The volatility of the entire situation stems from the supply side of this equation. There are only a few thousand researchers worldwide, and that’s being generous, who can truly train, refine, and significantly enhance large language models at the frontier level. The number of graduates with machine learning credentials from universities is increasing annually, but those who have worked specifically on model architecture, scaling behavior, and training dynamics at the cutting edge for five or ten years are not easily replaced.
The demand has skyrocketed. The supply hasn’t changed much. Even though the resulting salaries feel more like the GDP of a small nation than a paycheck, the wage inflation that follows is fundamental to economics.
The speed of the shift is almost dizzying to watch. A senior software engineer at a large tech company might have made $300,000 in total compensation fifteen years ago, which was already exceptional by most professional standards. For some AI roles today, that figure represents the floor rather than the ceiling. Prior to bonuses, equity, or signing packages, base salaries at top AI labs have reached $440,000. According to recruitment firm Robert Walters, machine learning engineers in London are earning between £140,000 and £300,000, which was previously the salary of managing directors of investment banks and partners at law firms.
All of this collateral damage is ending up somewhere that isn’t given enough attention. Businesses that actually require AI expertise to update outdated infrastructure, such as insurance, healthcare, and logistics, are unable to match what Meta or Google can offer. It is a “massive opportunity gap” that is actively unsustainable, with entire industries unable to access talent while a small number of technology companies absorb it, according to Mark Miller, the founder of an insurance AI startup.
That framing seems appropriate. It’s possible that the current concentration of AI expertise within a small number of large companies is causing a structural issue for the economy as a whole. This issue won’t become apparent for several years until hospitals and logistics networks realize their aspirations for AI are essentially locked behind compensation packages that they will never be able to match.
The decision is genuine but difficult for the engineers themselves. The unique experience of working inside a fast-moving machine that doesn’t always pause to ask questions comes with a $50 million package at Meta. Startups pay less, but they give employees a greater sense of ownership and a direct connection between their work and the future. Although it may be an overly literal metaphor, Voica’s description of it as a cog versus a driver captures something real about the trade-off. Some individuals steal the cash. The impact is what some people desire. It seems that some are offered enough money to make the difference irrelevant.

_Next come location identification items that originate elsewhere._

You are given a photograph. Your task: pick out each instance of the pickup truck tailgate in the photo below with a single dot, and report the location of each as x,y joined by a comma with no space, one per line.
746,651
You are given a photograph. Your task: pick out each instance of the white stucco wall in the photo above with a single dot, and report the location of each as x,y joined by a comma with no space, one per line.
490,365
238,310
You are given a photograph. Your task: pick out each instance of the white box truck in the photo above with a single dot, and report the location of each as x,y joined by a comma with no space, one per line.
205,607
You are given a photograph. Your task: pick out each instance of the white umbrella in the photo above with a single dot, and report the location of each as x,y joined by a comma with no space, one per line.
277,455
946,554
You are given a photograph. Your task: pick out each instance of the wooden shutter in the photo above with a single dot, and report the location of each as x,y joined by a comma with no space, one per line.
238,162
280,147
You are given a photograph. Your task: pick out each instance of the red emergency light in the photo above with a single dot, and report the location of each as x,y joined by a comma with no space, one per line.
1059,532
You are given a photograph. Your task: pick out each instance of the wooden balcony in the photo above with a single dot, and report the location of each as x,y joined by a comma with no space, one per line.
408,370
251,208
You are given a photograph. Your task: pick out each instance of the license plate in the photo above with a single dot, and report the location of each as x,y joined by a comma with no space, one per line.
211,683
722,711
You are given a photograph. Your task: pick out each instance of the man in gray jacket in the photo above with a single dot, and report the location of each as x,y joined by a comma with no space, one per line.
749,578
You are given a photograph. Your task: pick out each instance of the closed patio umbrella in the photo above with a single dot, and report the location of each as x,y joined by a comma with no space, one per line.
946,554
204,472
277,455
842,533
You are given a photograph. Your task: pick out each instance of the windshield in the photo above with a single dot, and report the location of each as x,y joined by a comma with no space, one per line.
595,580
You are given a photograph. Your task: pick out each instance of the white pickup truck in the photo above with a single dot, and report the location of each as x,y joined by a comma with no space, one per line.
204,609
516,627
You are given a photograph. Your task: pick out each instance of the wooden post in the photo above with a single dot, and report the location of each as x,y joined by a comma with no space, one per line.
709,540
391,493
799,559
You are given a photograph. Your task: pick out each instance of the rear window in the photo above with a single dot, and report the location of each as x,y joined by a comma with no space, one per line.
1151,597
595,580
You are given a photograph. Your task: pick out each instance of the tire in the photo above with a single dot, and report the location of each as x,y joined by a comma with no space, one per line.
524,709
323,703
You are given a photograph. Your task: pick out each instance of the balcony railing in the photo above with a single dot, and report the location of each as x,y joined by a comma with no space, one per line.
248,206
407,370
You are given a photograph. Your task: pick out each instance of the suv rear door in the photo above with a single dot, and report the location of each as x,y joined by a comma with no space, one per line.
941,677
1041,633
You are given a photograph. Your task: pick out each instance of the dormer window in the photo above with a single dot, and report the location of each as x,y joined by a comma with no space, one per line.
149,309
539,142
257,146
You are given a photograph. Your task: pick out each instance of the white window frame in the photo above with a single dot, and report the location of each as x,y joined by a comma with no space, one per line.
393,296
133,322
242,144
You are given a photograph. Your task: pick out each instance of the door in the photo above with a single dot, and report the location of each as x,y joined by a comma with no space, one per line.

Whether the current economics hold true is still up for debate. The salary pressure should theoretically lessen if the cost of training frontier models drastically decreases, either through improved hardware, more effective architectures, or some other development that researchers are most likely already working on somewhere.

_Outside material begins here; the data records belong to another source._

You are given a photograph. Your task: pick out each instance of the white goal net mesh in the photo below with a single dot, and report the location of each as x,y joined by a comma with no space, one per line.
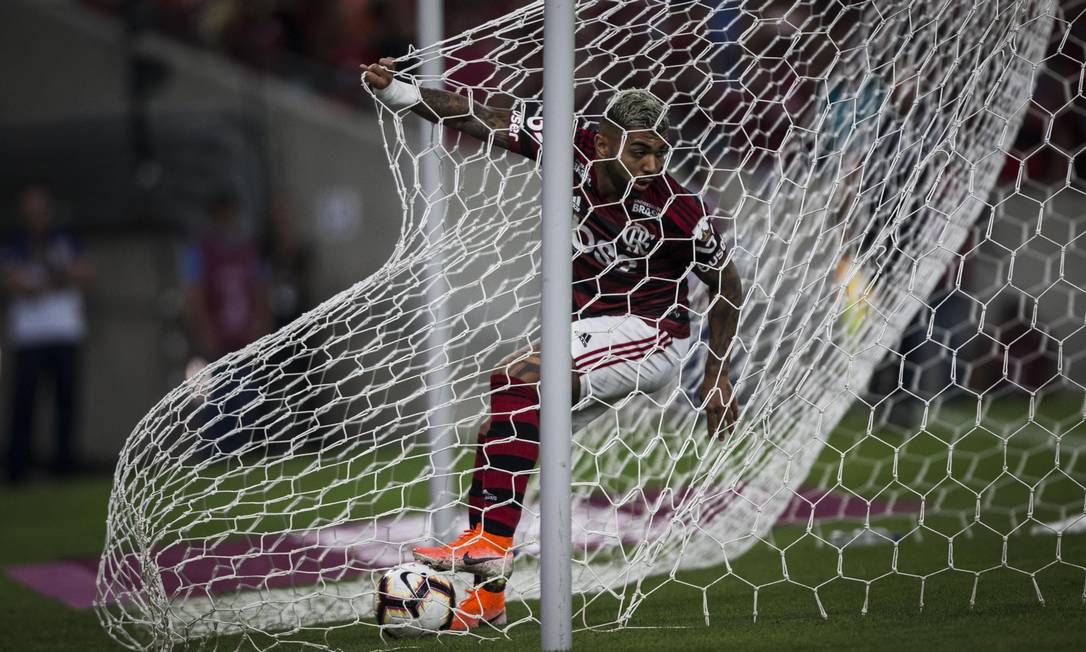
908,360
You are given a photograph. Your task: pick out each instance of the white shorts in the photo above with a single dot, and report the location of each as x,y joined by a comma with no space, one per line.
617,355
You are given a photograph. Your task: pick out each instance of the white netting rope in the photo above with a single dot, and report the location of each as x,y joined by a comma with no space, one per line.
847,153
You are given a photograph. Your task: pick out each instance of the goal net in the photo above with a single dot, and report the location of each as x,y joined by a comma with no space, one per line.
908,358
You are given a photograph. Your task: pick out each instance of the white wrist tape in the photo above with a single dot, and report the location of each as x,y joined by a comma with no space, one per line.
399,95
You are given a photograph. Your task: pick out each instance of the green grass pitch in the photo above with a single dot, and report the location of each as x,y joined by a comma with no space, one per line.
46,523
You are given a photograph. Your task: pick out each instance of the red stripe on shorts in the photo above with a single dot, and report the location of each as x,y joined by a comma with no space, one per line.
617,348
626,353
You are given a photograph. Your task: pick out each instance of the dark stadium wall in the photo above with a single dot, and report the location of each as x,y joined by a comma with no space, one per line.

However, the engineers who know how to create these systems are currently in a position that virtually no technical workforce has ever held, as model costs continue to rise and the competition between Meta, OpenAI, Google, and Elon Musk’s xAI shows no signs of abating. They are currently the world’s most expensive professionals. And no one seems to understand that more than the CEOs who are on the phone.